Eva Theresa Graf, Franziska Schiefeneder

Nicht nur heute werden spezielle Kommunikationstechniken eingesetzt, um Menschen von etwas oder jemandem zu überzeugen – auch die Nationalsozialisten versuchten bereits unter anderem mithilfe von Propaganda an ihr Ziel zu gelangen. Dafür setzten sie vor allem diverse Formen der Täuschung und Verschleierung ein. Die Vision des „gesunden Volkskörpers“ stand dabei im Fokus der Nationalsozialisten, denn in der nationalsozialistischen Ideologie hatte insbesondere die körperliche Verfassung der Bevölkerung einen hohen Stellenwert. Nach der NS-Ideologie bildete der „arische“ Körper das Ideal des „neuen Menschen“ ab. Somit entschieden die biologischen Eigenschaften eines Menschen sowie dessen „rassischer Wert“ darüber, ob der- oder diejenige in die „Volksgemeinschaft“ ein- oder davon ausgeschlossen wurde. Zur Schaffung eines „gesunden Volkskörpers“ wurden „Erbkranke“ getötet und „Erbgesunde“ „gezüchtet“. Eine „Ausmerzung“ von „Erbkranken“ erfolgte beispielsweise im Rahmen der Aktion T4, in der über 70.000 geistig kranke und behinderte Menschen systematisch ermordet wurden. Im Gegensatz dazu wurde in den Heimen des Lebensborn e. V. eine – in den Augen der Nationalsozialisten – „wertvolle Rasse“ „herangezüchtet“. Bei diesem Verein handelte es sich jedoch keinesfalls um eine Wohltätigkeitsorganisation, denn die Lage von (ledigen) Schwangeren wurde ausgenutzt und es wurden lediglich diejenigen Frauen geschützt, die einen „rassisch wertvollen“ Nachwuchs gebären würden. Doch wie haben es die Nationalsozialisten geschafft dieses „Ideal des Volkskörpers“ zu kommunizieren? Dies soll im Beitrag genauer beleuchtet werden.

Kommunikation zur Bewegungsförderung: Normative Aspekte im 20. und 21. Jahrhundert

Annemarie Wiedicke

Bewegung und Sport unterliegen normativen Vorstellungen: Sie repräsentieren Ideale und Fähigkeiten weit über das eigentliche Sporttreiben hinaus. Durchtrainierte Körper stehen für Gesundheit und Leistungsfähigkeit im privaten und beruflichen Alltag, aber auch für Erfolg, Potenz und Kampfbereitschaft.
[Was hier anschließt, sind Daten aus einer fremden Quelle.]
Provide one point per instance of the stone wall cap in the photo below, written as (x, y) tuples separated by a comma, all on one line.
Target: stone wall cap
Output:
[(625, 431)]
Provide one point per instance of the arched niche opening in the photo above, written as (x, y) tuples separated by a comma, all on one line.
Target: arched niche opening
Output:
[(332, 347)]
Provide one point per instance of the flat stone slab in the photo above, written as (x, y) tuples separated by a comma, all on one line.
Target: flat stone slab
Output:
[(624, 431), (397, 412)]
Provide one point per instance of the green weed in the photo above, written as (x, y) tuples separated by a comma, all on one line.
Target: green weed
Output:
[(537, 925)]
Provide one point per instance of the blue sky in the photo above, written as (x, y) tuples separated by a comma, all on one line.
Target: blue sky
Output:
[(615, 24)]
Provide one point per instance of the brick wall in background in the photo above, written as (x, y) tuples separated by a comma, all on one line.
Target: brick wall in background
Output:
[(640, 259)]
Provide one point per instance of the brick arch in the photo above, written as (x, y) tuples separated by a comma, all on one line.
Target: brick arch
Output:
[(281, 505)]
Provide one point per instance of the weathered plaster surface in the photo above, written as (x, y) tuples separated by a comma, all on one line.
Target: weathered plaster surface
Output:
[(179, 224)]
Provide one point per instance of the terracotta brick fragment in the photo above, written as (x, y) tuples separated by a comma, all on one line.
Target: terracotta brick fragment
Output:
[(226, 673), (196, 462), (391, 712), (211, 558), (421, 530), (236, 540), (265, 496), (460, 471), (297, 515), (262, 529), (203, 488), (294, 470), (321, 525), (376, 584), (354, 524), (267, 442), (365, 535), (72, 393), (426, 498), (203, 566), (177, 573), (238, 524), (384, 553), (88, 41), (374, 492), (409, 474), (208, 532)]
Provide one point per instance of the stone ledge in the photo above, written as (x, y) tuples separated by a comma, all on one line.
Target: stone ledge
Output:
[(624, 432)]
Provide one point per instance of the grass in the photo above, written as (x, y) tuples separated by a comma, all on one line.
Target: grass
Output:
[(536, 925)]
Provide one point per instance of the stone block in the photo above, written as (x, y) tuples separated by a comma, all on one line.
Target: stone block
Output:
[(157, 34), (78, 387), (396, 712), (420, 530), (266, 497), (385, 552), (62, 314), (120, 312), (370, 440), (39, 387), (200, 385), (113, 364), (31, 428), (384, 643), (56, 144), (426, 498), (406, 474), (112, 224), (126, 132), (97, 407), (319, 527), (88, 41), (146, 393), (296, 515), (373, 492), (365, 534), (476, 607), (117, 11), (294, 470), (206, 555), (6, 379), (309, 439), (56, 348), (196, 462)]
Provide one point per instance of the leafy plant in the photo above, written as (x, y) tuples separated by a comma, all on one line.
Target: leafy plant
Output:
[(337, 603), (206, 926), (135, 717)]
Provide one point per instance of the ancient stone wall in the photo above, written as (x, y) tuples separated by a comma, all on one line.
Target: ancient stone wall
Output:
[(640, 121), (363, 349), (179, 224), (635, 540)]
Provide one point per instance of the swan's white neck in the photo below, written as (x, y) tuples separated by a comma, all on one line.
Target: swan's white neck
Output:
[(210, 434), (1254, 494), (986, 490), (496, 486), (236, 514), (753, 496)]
Vor diesem Hintergrund analysiert der vorliegende Beitrag exemplarisch verschiedene historische Beispiele strategischer Kommunikation zur Bewegungsförderung aus der Zeit der NS-Diktatur sowie der DDR. Kontrastierend wird eine zeitgenössische Gesundheitskampagne der BZgA vorgestellt. Dies geschieht mit Blick auf die normativen Aspekte von Kommunikation in unterschiedlichen politischen und gesellschaftlichen Rahmenbedingungen. Anhand der betrachteten Beispiele zeigt sich insbesondere der Wandel von einer kollektivistischen zur einer individualistischen Leitnorm. Des Weiteren wird eine Veränderung des Verständnisses von Gesundheit deutlich, welches der Kommunikation zugrunde liegt. Die Thematik bietet dabei eine Vielzahl von Möglichkeiten für Anschlussbetrachtungen: So könnte bspw. mittels einer systematischen, standardisierten Bildinhaltsanalyse ermittelt werden, ob der Zweite Weltkrieg mit einem Bruch in der Kommunikation des NS-Regimes zur Bewegungsförderung einherging. Weiterhin wäre ein Vergleich der normativen Prämissen der Kommunikation zwischen der BRD und der DDR denkbar.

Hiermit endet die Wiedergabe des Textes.